Authors: Michael Hahn, Mark Rofin,
Abstract summary: We show that under the transformer architecture, the loss landscape is constrained by the input-space sensitivity. We show theoretically and empirically that this theory unifies a broad array of empirical observations about the learning abilities and biases of transformers.
Score: 1.0632690677209804
License: http://creativecommons.org/licenses/by/4.0/
Abstract: Empirical studies have identified a range of learnability biases and limitations of transformers, such as a persistent difficulty in learning to compute simple formal languages such as PARITY, and a bias towards low-degree functions. However, theoretical understanding remains limited, with existing expressiveness theory either overpredicting or underpredicting realistic learning abilities.

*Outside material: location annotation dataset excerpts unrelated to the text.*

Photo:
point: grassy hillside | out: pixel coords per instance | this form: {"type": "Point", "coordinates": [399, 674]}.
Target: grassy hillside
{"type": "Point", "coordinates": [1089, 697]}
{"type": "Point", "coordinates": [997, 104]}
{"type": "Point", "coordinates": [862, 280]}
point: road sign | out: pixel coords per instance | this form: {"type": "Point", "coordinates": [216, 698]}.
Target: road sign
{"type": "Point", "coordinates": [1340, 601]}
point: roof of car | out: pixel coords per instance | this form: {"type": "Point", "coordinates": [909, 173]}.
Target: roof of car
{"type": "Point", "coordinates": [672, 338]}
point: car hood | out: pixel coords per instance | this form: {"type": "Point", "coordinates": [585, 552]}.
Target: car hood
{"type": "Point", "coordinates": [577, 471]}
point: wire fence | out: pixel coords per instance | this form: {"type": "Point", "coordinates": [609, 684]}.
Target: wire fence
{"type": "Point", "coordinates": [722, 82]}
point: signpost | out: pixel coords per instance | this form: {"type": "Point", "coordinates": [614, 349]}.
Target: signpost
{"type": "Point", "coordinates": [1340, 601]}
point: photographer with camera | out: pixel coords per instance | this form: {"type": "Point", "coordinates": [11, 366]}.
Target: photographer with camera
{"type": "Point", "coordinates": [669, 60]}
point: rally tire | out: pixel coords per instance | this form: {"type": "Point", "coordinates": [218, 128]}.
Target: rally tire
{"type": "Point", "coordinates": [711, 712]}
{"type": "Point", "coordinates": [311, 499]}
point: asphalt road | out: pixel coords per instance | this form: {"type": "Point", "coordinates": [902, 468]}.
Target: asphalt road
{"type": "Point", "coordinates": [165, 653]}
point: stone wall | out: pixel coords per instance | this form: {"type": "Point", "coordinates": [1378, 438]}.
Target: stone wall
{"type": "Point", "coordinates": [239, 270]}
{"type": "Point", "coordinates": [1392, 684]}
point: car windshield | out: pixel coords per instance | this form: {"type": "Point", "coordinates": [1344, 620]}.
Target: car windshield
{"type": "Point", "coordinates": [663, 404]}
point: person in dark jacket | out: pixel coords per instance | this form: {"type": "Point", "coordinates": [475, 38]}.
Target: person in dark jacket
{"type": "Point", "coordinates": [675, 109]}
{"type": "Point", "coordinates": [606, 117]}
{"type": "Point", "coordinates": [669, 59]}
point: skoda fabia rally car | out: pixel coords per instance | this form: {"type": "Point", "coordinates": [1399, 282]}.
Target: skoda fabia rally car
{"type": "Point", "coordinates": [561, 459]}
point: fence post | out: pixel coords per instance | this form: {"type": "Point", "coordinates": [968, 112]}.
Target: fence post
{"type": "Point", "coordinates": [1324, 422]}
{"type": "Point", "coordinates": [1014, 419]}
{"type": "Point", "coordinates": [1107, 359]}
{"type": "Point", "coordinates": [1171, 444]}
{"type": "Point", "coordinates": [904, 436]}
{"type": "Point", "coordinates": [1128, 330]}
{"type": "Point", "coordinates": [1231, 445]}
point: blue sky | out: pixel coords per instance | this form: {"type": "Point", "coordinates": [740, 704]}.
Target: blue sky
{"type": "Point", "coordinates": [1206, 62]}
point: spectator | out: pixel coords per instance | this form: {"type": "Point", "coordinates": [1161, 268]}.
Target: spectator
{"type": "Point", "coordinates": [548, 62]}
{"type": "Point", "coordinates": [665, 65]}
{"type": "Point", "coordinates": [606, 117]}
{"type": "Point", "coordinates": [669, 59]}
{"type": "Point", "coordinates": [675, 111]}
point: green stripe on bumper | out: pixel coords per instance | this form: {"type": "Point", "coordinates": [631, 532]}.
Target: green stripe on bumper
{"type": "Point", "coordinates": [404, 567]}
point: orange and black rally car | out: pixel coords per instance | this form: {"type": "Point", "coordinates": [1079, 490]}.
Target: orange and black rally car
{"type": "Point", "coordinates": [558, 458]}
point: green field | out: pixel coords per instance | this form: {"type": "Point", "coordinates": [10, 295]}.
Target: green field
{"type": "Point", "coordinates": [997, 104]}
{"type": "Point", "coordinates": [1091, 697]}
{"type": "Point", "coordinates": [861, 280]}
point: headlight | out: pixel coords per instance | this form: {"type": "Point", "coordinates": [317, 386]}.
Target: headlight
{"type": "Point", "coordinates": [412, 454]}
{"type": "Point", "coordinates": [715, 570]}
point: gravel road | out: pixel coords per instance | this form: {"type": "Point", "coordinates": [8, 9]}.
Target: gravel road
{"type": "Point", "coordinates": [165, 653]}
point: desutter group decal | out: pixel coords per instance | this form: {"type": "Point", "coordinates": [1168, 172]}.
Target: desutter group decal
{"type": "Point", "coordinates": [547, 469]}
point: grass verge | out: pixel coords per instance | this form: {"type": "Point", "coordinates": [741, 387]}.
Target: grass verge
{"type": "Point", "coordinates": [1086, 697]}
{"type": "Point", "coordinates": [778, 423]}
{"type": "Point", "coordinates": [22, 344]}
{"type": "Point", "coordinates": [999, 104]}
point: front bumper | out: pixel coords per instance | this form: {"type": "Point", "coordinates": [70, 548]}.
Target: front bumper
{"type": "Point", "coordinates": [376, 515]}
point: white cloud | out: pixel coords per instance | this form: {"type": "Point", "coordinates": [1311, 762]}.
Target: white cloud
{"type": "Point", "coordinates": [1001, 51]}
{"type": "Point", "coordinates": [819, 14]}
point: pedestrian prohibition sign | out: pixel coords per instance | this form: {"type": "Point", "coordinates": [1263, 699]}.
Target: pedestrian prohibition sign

We prove that, under the transformer architecture, the loss landscape is constrained by the input-space sensitivity: Transformers whose output is sensitive to many parts of the input string inhabit isolated points in parameter space, leading to a low-sensitivity bias in generalization. We show theoretically and empirically that this theory unifies a broad array of empirical observations about the learning abilities and biases of transformers, such as their generalization bias towards low sensitivity and low degree, and difficulty in length generalization for PARITY. This shows that understanding transformers' inductive biases requires studying not just their in-principle expressivity, but also their loss landscape.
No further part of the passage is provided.